Written by Kirk Markey
Addiction loves to keep secrets. It treasures and cherishes them above all other things, to the extent that the addict begins to construct a moral foundation out of the secrets that he or she keeps to maintain their using patterns. Secrecy is the axis on which many other drug abuse symptoms revolve, because addiction cannot live long in the light. It thrives best in a murky world of secrets and misguided loyalty, where drug abuse symptoms can live a veiled and unimpeded life, a life that cannot bear the scrutiny of the honest human gaze or the clarity it brings. Stripped of its secrecy, addiction is revealed for the cowardly monster it is and authentic life can begin to reassert itself.
As the loved ones of the suffering addict, our best tools are awareness, knowledge, and the ability to penetrate the shroud of secrecy and spot drug abuse symptoms as they appear. And they will appear. They can be subtle at first, and manifest themselves as nothing but slight changes in personality and attitude, but drug abuse symptoms always appear and give themselves away. But only if we’re paying attention. Drug abuse symptoms may seem like almost microscopic changes at first, but if we’re willing to be honest with ourselves and look at our children, spouses, and parents with a clear, we’ll quickly recognize that something unnatural is happening to them.
But just like every person is different, every addict is different too, and their drug abuse symptoms will present themselves in a variety of ways, according to their constitution and personality. Fortunately for us, drug abuse symptoms usually exist within certain known latitudes or parameters, and when we know what these categories are, a fuller awareness is not far behind. And only when armed with this fuller awareness can we be truly helpful.

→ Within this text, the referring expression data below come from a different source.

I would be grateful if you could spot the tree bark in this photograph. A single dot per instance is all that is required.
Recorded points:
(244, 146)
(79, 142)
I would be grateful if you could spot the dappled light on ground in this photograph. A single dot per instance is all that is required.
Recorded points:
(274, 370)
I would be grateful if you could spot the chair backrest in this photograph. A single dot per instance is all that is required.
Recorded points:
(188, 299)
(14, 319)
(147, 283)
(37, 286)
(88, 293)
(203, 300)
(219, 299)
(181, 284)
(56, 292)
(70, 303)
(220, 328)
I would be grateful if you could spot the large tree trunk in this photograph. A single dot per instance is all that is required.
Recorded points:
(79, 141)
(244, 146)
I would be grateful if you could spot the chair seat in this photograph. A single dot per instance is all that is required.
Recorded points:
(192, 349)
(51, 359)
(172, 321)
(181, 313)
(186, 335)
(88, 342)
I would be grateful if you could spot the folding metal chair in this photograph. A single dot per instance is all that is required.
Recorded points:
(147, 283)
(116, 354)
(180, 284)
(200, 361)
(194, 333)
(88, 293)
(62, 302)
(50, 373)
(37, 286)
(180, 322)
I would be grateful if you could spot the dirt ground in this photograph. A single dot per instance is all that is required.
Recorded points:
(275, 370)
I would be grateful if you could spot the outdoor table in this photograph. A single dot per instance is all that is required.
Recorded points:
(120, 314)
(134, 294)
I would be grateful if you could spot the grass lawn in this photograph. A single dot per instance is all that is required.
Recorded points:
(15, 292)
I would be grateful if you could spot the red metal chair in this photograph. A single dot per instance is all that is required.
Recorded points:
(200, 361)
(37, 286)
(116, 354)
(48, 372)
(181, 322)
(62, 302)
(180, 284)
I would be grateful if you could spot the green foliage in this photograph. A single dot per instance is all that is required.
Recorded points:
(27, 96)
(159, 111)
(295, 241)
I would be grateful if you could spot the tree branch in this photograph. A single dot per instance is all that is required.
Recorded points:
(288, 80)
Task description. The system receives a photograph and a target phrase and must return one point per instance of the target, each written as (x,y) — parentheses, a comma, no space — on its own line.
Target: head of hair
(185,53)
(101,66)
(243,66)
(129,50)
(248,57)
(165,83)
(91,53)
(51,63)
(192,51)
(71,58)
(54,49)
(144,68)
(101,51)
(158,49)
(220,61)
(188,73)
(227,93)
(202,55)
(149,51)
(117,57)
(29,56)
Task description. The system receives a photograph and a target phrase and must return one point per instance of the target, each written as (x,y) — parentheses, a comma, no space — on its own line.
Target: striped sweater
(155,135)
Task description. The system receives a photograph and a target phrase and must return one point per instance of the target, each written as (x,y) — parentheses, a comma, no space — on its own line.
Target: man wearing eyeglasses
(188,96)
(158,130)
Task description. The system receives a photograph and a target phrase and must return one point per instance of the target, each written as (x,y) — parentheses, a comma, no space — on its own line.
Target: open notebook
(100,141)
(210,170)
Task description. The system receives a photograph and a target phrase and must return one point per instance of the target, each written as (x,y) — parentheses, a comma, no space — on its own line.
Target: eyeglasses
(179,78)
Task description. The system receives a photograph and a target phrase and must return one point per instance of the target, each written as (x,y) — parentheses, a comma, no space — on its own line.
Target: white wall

For some, the first drug abuse symptoms to appear are physical in nature. Depending on the drug, they can include the following: bloodshot or dilated pupils, excessive sweating, trembling, slurred speech, clumsiness, labored breathing, itchiness, marked changes in appetite or sleep patterns, runny nose etc. The list could go on and on, but this should give a general idea of what to look for if you’re concerned. Now, we don’t want to jump the gun and start making accusations at the first appearance of these possible drug abuse symptoms. What we’re looking for are consistent patterns and a worsening of these conditions. If these symptoms recur in your loved one consistently, without any other plausible explanation for their cause, they might be evidence of a problem. A healthy person only gets so many colds a year after all.
Rapid and inexplicable changes in behavior are often the most visible and distressing of the typical drug abuse symptoms. In addition to the excessive secrecy mentioned above, these can include: loss of interest in hobbies and activities, lack of energy and motivation, withdrawal from family and friends, sudden mood changes, irritability, paranoia, noticeable increase in anxiety or panic attacks, restlessness, depression etc. Again, we’re looking for patterns that have no other plausible explanation. We’re also looking for the conjunction and constant recurrence of these possible drug abuse symptoms. If these conditions appear often and along with one another, it might be wise to take a closer look or even consult with an addictions professional.
The bottom line is that we know our loved ones well. We know how they look and act when they’re doing well. We know what troubles them and what gives them pleasure in life. If there are consistent changes in any of these typical patterns, and there is no other plausible explanation for them, then it might be time to take decisive and specific action. Otherwise, we are just feeding addiction with more secrets and helping it to live well.